Business is booming.

Stakeholders seek stronger enforcement to curb gas flaring

 

By Awyetu Asabe Hope

Stakeholders in Nigeria’s extractive sector have called for stronger enforcement, monitoring and accountability measures to address methane emissions and gas flaring in the Niger Delta, warning that the country’s gas expansion ambitions could worsen environmental and health challenges if not properly managed.

The call was made on Tuesday during a webinar
titled “Leveraging Media Storytelling to Strengthen Accountability and Enforcement on Methane Emissions,” organised as part of an advocacy campaign for Flaring Lives, a documentary highlighting the impact of gas flaring on oil-producing communities.

Speaking at the event, Tengi George-Ikoli said Nigeria faces the challenge of balancing its gas development agenda with commitments to reduce methane emissions and end routine gas flaring.

She stressed the need for stronger regulatory enforcement, credible emissions measurement systems, improved monitoring and verification mechanisms, and accelerated implementation of the Nigerian Gas Flare Commercialisation Programme.

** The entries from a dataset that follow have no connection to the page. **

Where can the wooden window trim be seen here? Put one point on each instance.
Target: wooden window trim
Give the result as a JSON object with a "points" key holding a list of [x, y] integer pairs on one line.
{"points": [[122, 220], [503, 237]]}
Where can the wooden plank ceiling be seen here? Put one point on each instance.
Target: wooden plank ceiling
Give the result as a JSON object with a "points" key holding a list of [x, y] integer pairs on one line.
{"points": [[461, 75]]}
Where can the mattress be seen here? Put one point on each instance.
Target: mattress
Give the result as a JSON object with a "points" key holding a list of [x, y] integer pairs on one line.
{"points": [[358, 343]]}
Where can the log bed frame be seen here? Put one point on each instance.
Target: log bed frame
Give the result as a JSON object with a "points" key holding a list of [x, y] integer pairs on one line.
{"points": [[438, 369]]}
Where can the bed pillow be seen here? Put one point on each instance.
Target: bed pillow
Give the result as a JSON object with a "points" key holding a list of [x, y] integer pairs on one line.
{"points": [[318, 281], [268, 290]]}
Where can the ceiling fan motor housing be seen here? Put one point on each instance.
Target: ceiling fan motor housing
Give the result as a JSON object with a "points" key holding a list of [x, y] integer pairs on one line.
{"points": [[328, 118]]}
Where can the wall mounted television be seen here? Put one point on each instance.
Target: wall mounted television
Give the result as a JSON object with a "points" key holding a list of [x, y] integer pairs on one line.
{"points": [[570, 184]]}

Also speaking, Tijah Bolton-Akpan said communities in the Niger Delta have borne the environmental and health consequences of gas flaring for decades, urging journalists to intensify reporting on methane emissions and hold regulators and operators accountable.

The stakeholders maintained that reducing methane emissions should not only be measured by environmental targets but also by improvements in the wellbeing of affected communities.